USA Today - 12/26/2001
"...MONSTER'S BALL proves that Halle Berry had a spectacular performance inside her waiting to be unleashed and that Billy Bob Thornton still had a third one left in his stunning 2001 stockpile..."
Box Office - 01/01/2002
"...An interesting tale: well-told, sad and funny and ultimately uplifting..."
Rolling Stone - 01/17/2002
"...The actors make it unique and unforgettable....You can't take your eyes off them..."
Variety - 11/19/2001
"...Burning with a quiet intensity, MONSTER'S BALL is bolstered by a poetic, intelligent sensibility..."
Movieline's Hollywood Life - 02/01/2002
"...[Thornton] gives the best performance of his career in MONSTER'S BALL....This is a fearless, brutally honest performance, etched with shadings and remarkable subtlety..."
Sight and Sound - 06/01/2002
"...Thornton displays a remarkable gift for understatement....Thornton brings a gentleness to the part that acts as a much-need balm on the wounds we see all around..."
Chicago Sun-Times - 06/02/2002
"...Written with the complexity of great fiction, avoiding obligatory scenes, cutting straight to the heart....The best film of 2001..."
Set in modern Mississippi, MONSTER'S BALL subtly examines the impact of personal loss and the transforming power of human connection.

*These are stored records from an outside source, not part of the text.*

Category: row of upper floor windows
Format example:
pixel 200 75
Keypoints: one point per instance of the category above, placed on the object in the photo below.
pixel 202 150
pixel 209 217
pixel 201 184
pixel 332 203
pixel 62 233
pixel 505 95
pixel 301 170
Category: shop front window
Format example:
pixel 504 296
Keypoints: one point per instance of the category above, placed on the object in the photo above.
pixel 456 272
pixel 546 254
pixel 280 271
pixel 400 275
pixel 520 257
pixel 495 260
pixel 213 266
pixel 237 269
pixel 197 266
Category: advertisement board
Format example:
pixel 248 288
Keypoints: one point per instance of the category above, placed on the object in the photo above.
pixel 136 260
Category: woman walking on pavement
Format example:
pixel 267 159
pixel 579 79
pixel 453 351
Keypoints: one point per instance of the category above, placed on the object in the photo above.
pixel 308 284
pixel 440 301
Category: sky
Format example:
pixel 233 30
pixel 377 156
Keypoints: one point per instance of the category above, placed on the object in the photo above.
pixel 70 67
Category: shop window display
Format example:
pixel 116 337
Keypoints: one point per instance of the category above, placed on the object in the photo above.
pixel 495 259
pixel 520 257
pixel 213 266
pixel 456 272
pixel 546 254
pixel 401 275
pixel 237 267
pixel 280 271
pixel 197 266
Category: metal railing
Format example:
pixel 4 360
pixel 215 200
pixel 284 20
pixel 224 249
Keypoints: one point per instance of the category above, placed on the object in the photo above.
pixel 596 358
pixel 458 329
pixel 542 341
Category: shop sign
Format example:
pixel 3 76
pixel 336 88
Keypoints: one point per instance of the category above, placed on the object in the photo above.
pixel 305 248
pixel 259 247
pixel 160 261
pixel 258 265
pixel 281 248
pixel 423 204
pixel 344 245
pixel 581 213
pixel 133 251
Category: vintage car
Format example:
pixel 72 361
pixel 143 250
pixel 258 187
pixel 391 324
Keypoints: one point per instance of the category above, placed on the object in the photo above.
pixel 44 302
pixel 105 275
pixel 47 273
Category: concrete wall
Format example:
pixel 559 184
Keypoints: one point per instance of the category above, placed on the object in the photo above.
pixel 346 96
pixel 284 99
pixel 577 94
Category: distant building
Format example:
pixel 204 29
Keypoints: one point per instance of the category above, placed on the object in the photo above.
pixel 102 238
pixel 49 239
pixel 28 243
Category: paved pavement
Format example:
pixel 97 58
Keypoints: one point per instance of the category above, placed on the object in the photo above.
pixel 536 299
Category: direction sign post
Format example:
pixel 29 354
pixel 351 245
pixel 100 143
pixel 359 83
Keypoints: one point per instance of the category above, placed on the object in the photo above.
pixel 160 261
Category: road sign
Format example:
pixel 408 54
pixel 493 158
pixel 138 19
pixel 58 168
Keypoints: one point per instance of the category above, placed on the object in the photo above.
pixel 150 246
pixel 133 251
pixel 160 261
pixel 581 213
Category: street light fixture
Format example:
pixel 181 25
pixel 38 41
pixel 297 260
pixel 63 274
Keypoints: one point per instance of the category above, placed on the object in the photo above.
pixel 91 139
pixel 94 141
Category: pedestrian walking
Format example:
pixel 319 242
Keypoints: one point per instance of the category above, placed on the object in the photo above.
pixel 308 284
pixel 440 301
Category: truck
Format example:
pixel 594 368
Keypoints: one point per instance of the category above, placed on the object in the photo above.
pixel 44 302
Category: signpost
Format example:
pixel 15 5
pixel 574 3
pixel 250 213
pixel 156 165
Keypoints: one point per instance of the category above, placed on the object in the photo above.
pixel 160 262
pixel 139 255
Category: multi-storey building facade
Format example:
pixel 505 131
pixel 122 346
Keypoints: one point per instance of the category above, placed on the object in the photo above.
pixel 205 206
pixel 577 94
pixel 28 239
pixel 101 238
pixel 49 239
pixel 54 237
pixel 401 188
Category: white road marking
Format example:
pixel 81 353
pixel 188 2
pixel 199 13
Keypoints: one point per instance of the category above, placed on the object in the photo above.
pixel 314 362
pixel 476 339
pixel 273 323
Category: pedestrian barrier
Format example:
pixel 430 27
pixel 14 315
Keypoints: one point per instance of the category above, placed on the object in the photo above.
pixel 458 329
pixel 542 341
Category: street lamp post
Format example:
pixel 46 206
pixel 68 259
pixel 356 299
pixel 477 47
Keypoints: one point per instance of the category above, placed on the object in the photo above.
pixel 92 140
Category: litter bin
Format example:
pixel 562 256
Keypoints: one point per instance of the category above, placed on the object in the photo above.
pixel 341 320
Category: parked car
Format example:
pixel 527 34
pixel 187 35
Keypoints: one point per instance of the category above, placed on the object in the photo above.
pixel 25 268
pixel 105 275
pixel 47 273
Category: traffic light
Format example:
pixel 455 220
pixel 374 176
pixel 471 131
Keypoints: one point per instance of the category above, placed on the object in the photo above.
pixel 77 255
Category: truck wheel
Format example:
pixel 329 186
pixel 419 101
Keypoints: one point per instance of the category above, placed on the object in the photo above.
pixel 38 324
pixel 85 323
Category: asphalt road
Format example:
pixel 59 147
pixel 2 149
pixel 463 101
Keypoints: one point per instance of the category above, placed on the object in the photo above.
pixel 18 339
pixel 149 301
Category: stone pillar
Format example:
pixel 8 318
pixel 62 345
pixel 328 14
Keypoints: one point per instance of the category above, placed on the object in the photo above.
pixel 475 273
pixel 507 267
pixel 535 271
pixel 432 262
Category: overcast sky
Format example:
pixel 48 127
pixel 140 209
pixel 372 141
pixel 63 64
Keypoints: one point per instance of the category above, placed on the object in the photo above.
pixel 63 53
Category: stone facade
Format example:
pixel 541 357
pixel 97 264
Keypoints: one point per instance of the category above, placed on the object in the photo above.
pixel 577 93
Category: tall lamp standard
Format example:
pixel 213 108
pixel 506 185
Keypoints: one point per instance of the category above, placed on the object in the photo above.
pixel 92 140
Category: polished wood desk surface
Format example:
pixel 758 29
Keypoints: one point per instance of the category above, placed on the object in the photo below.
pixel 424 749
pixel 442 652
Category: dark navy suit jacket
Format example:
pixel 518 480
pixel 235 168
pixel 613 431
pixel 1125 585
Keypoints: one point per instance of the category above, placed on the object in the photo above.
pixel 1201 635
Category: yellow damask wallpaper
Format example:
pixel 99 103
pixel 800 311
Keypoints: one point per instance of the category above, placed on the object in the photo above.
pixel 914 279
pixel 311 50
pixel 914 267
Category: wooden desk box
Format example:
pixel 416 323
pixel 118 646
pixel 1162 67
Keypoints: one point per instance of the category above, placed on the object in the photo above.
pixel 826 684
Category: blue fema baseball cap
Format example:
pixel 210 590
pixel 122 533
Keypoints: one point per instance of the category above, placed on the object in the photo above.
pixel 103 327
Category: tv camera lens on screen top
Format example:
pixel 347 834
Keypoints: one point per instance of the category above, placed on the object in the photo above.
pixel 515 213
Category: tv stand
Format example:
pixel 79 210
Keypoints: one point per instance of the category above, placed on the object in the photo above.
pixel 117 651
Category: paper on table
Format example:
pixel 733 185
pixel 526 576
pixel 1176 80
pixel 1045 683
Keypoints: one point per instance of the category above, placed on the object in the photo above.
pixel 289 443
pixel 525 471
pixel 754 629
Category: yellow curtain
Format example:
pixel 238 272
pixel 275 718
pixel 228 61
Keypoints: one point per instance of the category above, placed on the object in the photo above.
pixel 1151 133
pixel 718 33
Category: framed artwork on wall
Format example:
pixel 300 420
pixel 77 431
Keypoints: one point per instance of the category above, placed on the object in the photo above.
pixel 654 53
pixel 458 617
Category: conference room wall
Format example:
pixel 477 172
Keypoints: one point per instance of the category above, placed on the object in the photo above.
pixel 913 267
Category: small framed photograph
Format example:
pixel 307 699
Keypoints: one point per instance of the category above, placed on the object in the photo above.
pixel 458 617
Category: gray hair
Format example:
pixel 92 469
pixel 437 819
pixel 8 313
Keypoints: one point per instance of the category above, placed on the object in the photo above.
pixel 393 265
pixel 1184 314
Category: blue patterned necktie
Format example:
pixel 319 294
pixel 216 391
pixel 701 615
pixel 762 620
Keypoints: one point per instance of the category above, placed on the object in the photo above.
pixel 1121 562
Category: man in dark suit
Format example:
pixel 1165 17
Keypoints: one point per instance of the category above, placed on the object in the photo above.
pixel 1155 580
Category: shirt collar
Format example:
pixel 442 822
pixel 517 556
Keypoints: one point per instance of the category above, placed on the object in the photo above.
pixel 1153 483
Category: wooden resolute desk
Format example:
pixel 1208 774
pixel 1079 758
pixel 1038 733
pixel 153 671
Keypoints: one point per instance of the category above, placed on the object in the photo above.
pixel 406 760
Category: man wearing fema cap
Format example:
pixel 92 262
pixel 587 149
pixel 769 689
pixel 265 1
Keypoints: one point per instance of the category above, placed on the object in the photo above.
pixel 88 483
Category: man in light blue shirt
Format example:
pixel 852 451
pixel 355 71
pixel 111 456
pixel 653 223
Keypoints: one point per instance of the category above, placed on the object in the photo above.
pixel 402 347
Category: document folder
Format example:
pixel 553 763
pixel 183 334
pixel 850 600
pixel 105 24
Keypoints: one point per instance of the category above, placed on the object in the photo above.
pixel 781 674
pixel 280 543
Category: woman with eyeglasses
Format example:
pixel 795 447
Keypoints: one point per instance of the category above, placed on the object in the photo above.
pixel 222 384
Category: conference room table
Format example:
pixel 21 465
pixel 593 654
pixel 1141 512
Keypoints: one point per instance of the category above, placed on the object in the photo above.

The movie begins in the state penitentiary's death row, where father-and-son prison guards Hank (Billy Bob Thornton) and Sonny Grotowski (Heath Ledger) administer the execution of a black death-row inmate Lawrence Musgrove (Sean Combs), who leaves behind a wife, Leticia (Halle Berry), and son, Tyrell (Coronji Calhoun). When both Hank and Leticia's children subsequently die, the two grieving parents are accidentally thrust together, where they begin to find comfort and eventually a form of redemption.
Employing a languid pace and minimalist dialogue, MONSTER'S BALL slowly moves forward on the strength of the cast's performances (including a supporting turn from Peter Boyle as Hank's ailing racist father, Buck) and Marc Forster's understated direction. The complex characters are allowed to develop gradually over the course of the entire movie, making the film a richly satisfying character study rather than a quick, plot-driven confection.